Infographie : Le Parisien

En ces temps de recrudescence du chômage et de risque majeur de dérapage du déficit en 2013, d'éloignement de la possibilité d'atteindre le fameux taux de 3% de déficit par rapport au PIB, et alors même que les revendications des professeurs (pourtant les plus mobilisés dans la grève) ont été comblées par le gouvernement Ayrault en matière de création de postes, les agents publics semblent déconnectés de la situation économique de la France.
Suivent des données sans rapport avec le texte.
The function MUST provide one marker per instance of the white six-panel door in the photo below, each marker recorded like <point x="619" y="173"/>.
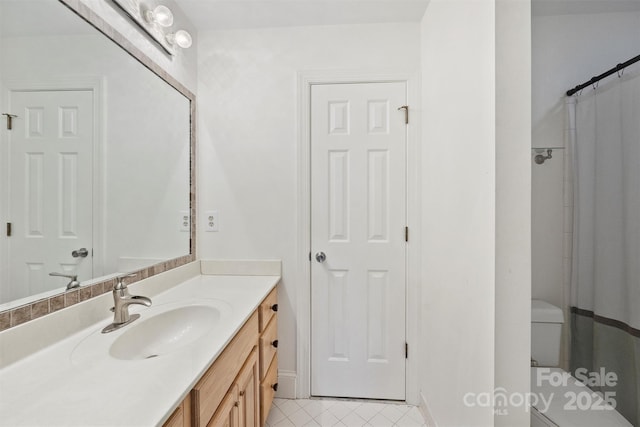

L'équation est la suivante : ou on réduit le nombre de postes et un jour la France aura peut-être les moyens d'augmenter la rémunération des agents ou le nombre global d'agents reste peu ou prou identique et nous n'aurons pas, avant plusieurs années, collectivement les moyens d'augmenter les traitements. Voire, la France aura des difficultés à payer les traitements publics. Par ailleurs, pour relancer la machine économique, seuls la création d'emplois dans le secteur marchand pourra inverser la tendance à la récession. La première préoccupation des agents publics, s'ils veulent augmenter leur pouvoir d'achat devrait être que le plus d'entreprises et d'emplois marchands puissent se créer…

Italie

Suppression de 10% des effectifs - embauche gelée tant que l'objectif n'est pas atteint -, gel des salaires pendant trois ans

Espagne

En Espagne par exemple, le gel des salaires des agents a été maintenu en 2013 après une réduction des traitements des fonctionnaires de 5% en moyenne en 2010 puis un gel en 2011 et 2012.

Royaume-Uni

700.000 suppressions de postes prévues sur six ans, augmentation plafonnée à 1% après deux années de stagnation, hausse des cotisations de 3,2% en moyenne, coupes de 20 à 25% dans les ministères.

[1] Il semblerait, selon nos informations, que le nombre de places proposées aux concours internes ait été significativement diminué pour réduire l'impact du GVT positif sur la masse salariale de l'État.

[2] Malheureusement, les chiffres ne sont pas disponibles après 2010 pour le secteur public.

[3] Pour Glissement, vieillesse, technicité.